Jungkook menyibakkan rambutnya bergaya ala aktor drama.
"Jadi, cuma satu tapi ribet"
"Setelah aku tahu tentangnya. Aku jadi sedih"
"Mon, harusnya dia itu bilang langsung ya sama kita"
Rapmon membuang buku dihadapannya lengkap dengan bolpoin ditangannya. Sekarang ini kepalanya akan pecah.
"Bagus. Kita memang harus marah. Awas saja kalau dia ngomong sesuatu"
"Yakh! Dia pasti akan mengatakan sesuatu" elak Rapmon.
Jungkook berdiri dan mendengus seraya meraih tasnya.
"Pasti! Kemarin aja dia merobek buku ku, sekarang pasti akan melaporkannya pada orang tuaku. Dasar kutu kupret"
"Kookki~~Anak baik tidak boleh marah. Durhaka sama guru"
Jungkook merogoh sakunya dan mengeluarkan ponselnya. Masih belum ada balasan dari Ra In. Gadis itu membuat Jungkook khawatir saja. Kemarin sakit, dan sekarang melewatkan makan siang.
"Lupakan soal-soal matematika itu. Ayo pulang, Ra In nunggu deh"
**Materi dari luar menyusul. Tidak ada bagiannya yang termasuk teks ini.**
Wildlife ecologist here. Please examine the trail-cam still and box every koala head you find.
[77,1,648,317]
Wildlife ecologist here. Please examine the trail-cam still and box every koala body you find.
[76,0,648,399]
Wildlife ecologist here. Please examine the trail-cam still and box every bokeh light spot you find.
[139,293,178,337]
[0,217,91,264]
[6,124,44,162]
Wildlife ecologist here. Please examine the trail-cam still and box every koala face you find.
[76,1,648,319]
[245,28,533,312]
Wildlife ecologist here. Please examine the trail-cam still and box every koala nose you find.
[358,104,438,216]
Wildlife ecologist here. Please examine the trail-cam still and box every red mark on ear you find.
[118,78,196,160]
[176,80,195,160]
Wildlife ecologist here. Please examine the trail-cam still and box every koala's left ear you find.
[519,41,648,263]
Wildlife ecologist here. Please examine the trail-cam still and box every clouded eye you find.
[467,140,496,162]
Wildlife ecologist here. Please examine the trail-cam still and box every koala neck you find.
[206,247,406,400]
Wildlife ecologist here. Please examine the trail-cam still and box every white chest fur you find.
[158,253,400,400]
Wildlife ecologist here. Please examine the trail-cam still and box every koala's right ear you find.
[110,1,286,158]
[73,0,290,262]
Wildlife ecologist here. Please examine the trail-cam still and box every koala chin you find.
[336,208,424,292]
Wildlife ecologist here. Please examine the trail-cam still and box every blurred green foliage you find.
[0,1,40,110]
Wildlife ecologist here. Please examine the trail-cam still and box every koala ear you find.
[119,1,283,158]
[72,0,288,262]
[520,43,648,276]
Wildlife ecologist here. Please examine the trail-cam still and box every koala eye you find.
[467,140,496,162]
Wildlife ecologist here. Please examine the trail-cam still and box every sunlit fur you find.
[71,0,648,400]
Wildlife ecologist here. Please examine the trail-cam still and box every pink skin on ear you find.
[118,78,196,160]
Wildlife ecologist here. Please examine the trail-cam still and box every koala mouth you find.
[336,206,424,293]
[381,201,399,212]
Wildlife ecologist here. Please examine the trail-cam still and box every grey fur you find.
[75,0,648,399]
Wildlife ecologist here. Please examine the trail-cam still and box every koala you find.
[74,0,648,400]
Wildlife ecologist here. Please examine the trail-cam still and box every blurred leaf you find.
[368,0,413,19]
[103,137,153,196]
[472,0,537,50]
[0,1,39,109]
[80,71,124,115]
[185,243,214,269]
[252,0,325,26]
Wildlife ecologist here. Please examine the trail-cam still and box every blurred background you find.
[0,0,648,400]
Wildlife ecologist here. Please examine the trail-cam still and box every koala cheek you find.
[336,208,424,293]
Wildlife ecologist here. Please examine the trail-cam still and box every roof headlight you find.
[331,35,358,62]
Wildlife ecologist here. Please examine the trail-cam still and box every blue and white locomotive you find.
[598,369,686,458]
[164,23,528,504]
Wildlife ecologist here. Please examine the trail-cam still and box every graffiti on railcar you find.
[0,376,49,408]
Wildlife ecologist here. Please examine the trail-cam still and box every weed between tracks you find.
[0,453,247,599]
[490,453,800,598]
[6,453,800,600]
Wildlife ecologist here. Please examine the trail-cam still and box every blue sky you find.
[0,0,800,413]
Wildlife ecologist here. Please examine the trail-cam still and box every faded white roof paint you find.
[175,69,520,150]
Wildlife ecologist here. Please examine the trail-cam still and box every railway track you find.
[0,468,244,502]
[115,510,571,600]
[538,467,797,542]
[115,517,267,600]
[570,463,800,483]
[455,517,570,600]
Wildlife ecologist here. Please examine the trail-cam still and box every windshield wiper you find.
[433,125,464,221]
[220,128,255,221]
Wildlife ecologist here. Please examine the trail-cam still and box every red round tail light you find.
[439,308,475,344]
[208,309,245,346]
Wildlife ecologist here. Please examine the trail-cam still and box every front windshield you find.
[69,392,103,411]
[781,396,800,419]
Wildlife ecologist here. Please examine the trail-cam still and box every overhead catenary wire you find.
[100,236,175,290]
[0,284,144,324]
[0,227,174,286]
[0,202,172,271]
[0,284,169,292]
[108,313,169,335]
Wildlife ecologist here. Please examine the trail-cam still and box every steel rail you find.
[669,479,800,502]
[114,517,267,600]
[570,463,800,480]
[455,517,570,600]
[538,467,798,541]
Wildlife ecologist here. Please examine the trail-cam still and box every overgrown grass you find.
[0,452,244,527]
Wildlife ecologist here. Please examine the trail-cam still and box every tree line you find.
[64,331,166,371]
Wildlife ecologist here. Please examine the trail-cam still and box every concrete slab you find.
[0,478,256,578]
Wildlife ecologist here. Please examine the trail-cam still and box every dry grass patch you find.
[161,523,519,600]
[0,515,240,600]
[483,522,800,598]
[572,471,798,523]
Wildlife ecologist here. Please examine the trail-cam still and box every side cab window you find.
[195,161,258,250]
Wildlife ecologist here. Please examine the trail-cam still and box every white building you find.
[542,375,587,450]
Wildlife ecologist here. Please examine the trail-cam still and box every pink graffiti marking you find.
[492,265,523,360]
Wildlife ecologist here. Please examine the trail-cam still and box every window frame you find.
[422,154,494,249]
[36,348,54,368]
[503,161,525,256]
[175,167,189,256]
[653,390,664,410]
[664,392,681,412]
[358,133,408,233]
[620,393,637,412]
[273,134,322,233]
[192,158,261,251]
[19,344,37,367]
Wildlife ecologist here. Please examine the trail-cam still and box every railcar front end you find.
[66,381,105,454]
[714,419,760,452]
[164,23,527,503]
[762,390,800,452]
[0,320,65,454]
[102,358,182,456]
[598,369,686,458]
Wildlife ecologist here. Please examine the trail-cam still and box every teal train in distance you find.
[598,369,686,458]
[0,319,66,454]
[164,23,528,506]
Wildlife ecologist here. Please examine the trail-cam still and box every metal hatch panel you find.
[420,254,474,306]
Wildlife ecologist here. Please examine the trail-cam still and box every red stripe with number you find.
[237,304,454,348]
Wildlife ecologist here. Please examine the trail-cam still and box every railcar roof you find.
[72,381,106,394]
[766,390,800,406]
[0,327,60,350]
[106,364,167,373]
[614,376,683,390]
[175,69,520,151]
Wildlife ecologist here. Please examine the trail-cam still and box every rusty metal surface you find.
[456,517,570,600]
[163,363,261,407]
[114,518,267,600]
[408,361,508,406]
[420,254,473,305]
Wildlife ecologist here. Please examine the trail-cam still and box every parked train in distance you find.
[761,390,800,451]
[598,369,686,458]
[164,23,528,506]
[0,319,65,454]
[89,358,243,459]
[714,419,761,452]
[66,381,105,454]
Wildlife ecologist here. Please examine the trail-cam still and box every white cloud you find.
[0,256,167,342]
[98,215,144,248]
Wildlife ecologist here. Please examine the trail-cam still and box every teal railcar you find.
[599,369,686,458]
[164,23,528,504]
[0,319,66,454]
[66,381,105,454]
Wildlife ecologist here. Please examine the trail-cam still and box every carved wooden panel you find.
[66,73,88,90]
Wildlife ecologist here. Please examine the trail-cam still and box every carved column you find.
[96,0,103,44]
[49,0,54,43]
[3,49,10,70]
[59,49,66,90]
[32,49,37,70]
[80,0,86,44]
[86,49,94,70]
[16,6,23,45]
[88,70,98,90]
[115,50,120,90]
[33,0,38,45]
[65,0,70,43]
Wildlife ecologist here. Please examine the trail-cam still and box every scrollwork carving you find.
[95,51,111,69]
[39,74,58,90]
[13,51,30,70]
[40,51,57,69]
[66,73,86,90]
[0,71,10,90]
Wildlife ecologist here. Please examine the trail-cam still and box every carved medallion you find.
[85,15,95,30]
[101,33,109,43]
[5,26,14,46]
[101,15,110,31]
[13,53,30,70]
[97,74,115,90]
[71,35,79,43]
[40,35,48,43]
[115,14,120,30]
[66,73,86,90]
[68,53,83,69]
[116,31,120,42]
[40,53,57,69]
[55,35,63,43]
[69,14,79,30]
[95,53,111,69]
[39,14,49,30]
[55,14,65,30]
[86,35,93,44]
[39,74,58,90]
Rapmon memungut buku dan bolpoinnya yang terkena amukan tadi. Kemudian segera memasukkannya ditasnya dan menyusul Jungkook keluar.
...
Ra In menepis genggaman tangan Jungkook. Didepan koridor utama sekolah mereka berdiri saling berhadapan. Tapi pandangan Ra In seolah menerobos hal yang tidak terlihat. Wajah gadis itu begitu tegang. Entah apa masalahnya.
"Waeyo?" tanya Jungkook.
Ra In tersadar dan menatap Jungkook. Kemudian ia tersenyum. Apapun makna dari senyuman itu, Jungkook membalasnya sepenuh hati. Senyuman Ra In adalah satu-satunya hal terindah bagi Jungkook.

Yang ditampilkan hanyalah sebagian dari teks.